FIDLEG und FINIG

Neue Herausforderungen für Vermögensverwalter, Anlageberater und Family Offices

Der Bundesrat hat am 27. Juni 2014 die Vernehmlassung zum Finanzdienstleistungsgesetz (FIDLEG) und zum Finanzinstitutsgesetz (FINIG) eröffnet. Das FIDLEG hebt die regulatorischen Anforderungen an die Erbringung von Finanzdienstleistungen spürbar an. Das FINIG führt eine Bewilligungspflicht für grundsätzlich sämtliche Arten der gewerbsmässigen Vermögensverwaltung ein. Gerade für kleinere und mittlere Unternehmen im Finanzsektor wird die Umsetzung der vorgeschlagenen Regulierung eine Herausforderung darstellen.

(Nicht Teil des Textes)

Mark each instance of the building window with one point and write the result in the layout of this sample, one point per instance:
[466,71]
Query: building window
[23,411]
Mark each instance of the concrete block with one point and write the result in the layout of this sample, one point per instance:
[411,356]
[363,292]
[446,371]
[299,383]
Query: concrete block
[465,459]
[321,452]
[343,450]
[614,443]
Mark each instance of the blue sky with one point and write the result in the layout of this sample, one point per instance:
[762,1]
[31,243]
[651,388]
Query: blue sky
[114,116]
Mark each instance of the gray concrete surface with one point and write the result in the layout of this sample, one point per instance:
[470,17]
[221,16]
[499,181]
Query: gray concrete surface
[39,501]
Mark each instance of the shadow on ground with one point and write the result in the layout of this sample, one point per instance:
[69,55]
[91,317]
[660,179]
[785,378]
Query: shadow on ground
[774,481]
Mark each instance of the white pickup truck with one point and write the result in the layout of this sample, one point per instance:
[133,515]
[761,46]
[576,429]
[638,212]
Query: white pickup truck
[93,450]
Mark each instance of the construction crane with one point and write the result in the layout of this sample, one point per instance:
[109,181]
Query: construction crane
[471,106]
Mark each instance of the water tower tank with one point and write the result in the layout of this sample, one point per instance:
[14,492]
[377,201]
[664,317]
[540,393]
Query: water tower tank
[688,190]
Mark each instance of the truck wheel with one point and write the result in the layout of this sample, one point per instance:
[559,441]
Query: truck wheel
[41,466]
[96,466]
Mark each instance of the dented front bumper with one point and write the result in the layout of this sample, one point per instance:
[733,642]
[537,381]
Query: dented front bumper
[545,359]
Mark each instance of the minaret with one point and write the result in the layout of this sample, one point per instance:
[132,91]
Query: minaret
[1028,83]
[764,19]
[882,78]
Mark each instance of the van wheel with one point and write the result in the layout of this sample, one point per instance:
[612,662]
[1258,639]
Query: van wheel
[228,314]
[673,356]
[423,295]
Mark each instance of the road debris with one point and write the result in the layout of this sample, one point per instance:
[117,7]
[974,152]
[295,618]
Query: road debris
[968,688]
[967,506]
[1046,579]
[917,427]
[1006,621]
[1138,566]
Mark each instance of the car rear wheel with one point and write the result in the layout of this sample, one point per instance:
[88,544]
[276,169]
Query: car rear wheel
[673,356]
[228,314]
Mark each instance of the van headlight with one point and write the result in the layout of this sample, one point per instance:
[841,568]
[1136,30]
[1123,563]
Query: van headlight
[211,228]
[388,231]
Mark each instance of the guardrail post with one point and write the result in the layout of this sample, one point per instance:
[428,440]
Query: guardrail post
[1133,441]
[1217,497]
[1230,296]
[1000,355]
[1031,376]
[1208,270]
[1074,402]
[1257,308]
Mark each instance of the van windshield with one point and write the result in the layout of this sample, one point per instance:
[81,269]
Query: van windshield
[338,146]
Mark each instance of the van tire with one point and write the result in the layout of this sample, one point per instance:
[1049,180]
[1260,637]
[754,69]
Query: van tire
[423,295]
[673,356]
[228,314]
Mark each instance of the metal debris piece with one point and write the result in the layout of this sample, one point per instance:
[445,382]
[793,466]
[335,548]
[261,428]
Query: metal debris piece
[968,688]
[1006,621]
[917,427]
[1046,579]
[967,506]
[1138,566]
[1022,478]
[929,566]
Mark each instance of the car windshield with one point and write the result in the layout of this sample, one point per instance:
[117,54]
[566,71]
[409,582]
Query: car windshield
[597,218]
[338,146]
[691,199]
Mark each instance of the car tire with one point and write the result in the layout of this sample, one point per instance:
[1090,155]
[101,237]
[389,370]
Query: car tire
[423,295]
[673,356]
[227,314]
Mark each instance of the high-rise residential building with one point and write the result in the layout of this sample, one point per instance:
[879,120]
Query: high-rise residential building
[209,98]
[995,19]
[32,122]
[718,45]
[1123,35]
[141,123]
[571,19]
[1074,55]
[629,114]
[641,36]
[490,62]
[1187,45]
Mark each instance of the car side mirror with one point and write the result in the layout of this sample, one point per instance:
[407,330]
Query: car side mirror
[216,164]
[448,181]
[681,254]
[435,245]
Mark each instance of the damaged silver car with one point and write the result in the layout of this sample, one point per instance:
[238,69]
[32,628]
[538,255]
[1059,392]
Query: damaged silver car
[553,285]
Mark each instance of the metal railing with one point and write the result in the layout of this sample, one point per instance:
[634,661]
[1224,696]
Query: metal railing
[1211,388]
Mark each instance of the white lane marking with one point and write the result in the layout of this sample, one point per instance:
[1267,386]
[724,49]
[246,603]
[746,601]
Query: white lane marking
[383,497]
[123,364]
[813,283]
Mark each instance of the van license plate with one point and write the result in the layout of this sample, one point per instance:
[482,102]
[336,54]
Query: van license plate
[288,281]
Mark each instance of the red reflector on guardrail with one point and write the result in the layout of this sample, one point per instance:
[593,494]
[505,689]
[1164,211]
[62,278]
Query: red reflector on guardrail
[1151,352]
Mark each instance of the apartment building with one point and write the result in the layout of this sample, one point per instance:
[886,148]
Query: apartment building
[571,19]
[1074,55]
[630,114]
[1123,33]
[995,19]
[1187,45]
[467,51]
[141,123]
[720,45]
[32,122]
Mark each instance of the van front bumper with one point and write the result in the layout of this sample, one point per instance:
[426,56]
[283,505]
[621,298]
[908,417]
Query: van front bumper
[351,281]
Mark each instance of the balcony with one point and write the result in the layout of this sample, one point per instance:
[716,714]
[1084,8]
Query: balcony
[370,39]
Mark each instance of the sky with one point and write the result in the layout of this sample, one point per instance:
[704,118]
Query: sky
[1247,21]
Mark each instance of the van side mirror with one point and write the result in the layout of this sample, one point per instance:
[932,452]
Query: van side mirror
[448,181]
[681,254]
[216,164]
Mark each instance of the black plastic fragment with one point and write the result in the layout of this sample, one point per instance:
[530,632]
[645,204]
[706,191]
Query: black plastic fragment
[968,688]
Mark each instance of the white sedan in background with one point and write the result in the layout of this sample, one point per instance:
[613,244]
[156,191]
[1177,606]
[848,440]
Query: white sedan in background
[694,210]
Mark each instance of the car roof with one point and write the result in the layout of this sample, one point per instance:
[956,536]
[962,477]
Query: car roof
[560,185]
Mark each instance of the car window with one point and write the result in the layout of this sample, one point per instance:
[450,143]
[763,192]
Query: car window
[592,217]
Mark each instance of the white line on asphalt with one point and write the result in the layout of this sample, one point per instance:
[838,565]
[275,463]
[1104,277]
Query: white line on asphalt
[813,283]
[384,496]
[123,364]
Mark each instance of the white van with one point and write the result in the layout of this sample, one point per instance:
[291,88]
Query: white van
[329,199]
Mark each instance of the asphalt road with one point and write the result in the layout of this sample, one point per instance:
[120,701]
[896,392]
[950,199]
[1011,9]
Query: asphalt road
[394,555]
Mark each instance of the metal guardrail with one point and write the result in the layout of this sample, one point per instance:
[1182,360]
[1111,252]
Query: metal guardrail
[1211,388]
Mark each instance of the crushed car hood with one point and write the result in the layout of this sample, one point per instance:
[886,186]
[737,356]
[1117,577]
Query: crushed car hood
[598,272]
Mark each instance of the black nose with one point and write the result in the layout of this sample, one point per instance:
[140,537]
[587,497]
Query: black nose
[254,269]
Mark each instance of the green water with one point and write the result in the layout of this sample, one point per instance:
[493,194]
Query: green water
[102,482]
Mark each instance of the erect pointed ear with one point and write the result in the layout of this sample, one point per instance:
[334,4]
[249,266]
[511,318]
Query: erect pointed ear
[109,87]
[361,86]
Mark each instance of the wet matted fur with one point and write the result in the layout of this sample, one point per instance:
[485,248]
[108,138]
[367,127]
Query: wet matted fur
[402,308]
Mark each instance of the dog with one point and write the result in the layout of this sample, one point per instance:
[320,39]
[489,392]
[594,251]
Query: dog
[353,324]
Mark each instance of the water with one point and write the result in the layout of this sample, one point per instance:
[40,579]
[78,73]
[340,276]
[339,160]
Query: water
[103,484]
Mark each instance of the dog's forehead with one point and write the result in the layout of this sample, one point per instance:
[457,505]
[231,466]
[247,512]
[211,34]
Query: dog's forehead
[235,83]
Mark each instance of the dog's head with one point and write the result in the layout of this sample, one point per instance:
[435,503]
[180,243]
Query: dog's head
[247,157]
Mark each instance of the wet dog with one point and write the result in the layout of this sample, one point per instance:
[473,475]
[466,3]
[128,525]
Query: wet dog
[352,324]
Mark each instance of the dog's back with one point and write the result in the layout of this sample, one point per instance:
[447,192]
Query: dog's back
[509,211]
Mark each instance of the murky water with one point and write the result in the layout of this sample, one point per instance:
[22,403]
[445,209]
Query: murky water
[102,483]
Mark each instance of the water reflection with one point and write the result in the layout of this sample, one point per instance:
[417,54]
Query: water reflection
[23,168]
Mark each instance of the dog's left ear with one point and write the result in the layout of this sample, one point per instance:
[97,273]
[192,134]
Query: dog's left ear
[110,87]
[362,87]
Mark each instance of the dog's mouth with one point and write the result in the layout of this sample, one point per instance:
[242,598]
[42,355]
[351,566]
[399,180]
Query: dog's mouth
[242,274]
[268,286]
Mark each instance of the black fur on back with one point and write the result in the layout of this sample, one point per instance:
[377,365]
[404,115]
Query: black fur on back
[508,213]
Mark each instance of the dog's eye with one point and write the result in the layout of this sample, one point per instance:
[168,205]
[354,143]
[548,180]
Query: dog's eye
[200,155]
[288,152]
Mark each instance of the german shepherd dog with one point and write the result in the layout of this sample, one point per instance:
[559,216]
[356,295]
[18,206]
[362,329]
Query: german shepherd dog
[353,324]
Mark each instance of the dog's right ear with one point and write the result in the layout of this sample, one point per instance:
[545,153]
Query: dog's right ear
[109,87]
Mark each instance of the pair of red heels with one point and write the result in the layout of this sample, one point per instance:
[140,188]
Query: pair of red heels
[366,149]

Nachfolgend werden die für Vermögensverwalter, Anlageberater und Family Offices wichtigsten Neuerungen der geplanten Regulierung zusammengefasst. Unternehmen aus dieser Kategorie sollten die weiteren Entwicklungen aufmerksam verfolgen und die Auswirkungen der geplanten Regulierung auf ihr Geschäftsmodell frühzeitig prüfen.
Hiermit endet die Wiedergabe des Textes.